Worse, some MPs who should have known better should read the account and reflect. Here is O’Hagan on David Lammy MP.

“David Lammy, the Labour MP for Tottenham and a family friend of the artist Khadija Saye, accused the authorities of covering up the ‘true’ number of the dead in order to prevent a riot. ‘Trust is at rock bottom in the community,’ he said. ‘Failure to provide updates of the true number that died is feeding suspicion of a cover-up.’ ‘Residents saw dozens of people jumping out of windows to escape the fire.’ ‘Bodies piled up in stairwells and corridors.’ When Emily Maitlis of Newsnightasked Lammy to justify these comments, he retreated in a welter of compassion for those who ‘witnessed it’. ‘I wasn’t there,’ he said.”

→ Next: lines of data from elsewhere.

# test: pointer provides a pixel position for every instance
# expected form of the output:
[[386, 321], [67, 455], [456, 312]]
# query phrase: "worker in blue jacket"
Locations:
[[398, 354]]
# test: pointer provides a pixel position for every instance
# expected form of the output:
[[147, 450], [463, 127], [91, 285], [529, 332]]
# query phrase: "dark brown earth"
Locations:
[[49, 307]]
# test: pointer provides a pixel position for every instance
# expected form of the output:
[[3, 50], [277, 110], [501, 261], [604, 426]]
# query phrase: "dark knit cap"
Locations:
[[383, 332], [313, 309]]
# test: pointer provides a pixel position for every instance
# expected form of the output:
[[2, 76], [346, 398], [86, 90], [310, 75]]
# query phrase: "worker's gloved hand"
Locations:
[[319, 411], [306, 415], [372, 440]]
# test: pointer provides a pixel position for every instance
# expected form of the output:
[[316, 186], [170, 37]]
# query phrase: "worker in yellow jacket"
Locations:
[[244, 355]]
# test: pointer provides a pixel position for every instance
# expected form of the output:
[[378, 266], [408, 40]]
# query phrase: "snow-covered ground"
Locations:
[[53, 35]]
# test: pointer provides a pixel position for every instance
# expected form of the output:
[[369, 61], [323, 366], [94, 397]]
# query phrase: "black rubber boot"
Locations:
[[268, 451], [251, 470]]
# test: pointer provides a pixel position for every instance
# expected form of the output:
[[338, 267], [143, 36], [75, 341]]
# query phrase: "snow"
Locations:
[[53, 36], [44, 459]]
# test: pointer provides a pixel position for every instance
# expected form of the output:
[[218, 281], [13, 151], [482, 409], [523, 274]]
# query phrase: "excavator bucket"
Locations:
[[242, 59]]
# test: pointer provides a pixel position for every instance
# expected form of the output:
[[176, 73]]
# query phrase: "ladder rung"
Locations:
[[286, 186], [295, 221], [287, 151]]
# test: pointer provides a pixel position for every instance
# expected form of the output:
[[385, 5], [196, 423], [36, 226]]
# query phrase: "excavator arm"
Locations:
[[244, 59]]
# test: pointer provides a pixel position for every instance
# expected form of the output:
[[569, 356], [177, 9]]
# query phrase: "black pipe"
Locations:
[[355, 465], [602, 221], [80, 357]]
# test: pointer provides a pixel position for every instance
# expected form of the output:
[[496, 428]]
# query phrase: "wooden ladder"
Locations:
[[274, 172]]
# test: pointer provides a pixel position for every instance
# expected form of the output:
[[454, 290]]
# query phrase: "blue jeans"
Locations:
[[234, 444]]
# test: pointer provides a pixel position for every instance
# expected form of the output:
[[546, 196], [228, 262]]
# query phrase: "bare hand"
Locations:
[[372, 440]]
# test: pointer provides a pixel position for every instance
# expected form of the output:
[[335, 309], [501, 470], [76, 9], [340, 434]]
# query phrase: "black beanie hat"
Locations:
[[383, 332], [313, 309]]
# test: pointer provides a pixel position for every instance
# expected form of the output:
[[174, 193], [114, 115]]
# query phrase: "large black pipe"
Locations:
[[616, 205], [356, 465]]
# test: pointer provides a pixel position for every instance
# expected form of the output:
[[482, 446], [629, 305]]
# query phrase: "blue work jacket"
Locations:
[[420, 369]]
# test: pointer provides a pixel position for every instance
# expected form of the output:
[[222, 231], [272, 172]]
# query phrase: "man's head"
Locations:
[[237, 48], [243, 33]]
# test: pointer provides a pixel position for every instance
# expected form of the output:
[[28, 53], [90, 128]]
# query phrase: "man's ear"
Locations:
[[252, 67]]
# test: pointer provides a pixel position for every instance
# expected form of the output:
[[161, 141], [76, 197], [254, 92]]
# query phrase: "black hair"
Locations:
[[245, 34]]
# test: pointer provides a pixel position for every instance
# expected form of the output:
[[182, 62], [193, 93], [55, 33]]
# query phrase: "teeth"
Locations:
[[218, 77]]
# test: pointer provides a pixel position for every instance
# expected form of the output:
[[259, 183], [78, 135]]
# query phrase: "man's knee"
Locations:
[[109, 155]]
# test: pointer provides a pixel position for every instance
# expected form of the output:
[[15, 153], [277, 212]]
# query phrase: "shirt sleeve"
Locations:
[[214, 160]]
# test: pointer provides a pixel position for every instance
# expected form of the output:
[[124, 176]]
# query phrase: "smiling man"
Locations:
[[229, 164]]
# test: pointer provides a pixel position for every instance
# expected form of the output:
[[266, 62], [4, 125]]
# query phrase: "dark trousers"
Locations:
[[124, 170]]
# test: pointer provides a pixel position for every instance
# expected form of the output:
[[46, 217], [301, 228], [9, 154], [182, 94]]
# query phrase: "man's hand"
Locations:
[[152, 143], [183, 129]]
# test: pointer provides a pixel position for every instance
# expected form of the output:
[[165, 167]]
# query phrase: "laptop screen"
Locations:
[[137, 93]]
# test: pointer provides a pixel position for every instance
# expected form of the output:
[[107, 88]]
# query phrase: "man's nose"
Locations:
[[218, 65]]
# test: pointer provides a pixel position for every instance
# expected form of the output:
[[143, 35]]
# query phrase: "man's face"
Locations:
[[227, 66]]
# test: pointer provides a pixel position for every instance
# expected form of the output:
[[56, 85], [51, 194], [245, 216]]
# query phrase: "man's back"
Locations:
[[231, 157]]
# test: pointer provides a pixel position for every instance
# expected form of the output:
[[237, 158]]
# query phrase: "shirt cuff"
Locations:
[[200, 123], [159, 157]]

And on Emma Dent Coad, the local MP and former councillor who had sat on the TMO.

“But something strange began to happen. A feeling turned into a slogan, and suddenly the ‘narrative’ the social workers talked about later was in place: the council was on a mission to neglect. At one level, the narrative was connected with something both the public and the media wanted: a story of our austere times, a totemic unfairness myth. Then, as one of the housing officers put it, Emma Dent Coad, the new MP for Kensington, ‘starts saying to the press “the council isn’t here,” and it was absurd.’ Council workers on the ground felt she was treating the whole thing as if it were a political game. They say they’d brought in everybody they had and were working with all departments to provide support. ‘We were going from rest centre to rest centre, and we started to worry that people weren’t coming down anymore because of what Dent Coad and others were saying’.”

The Tower will, I assume, be turned into a book. It should be. In fact, the government should send a copy to every home in the country. It would constitute a much better use of public money than that Brexit booklet they sent during the referendum.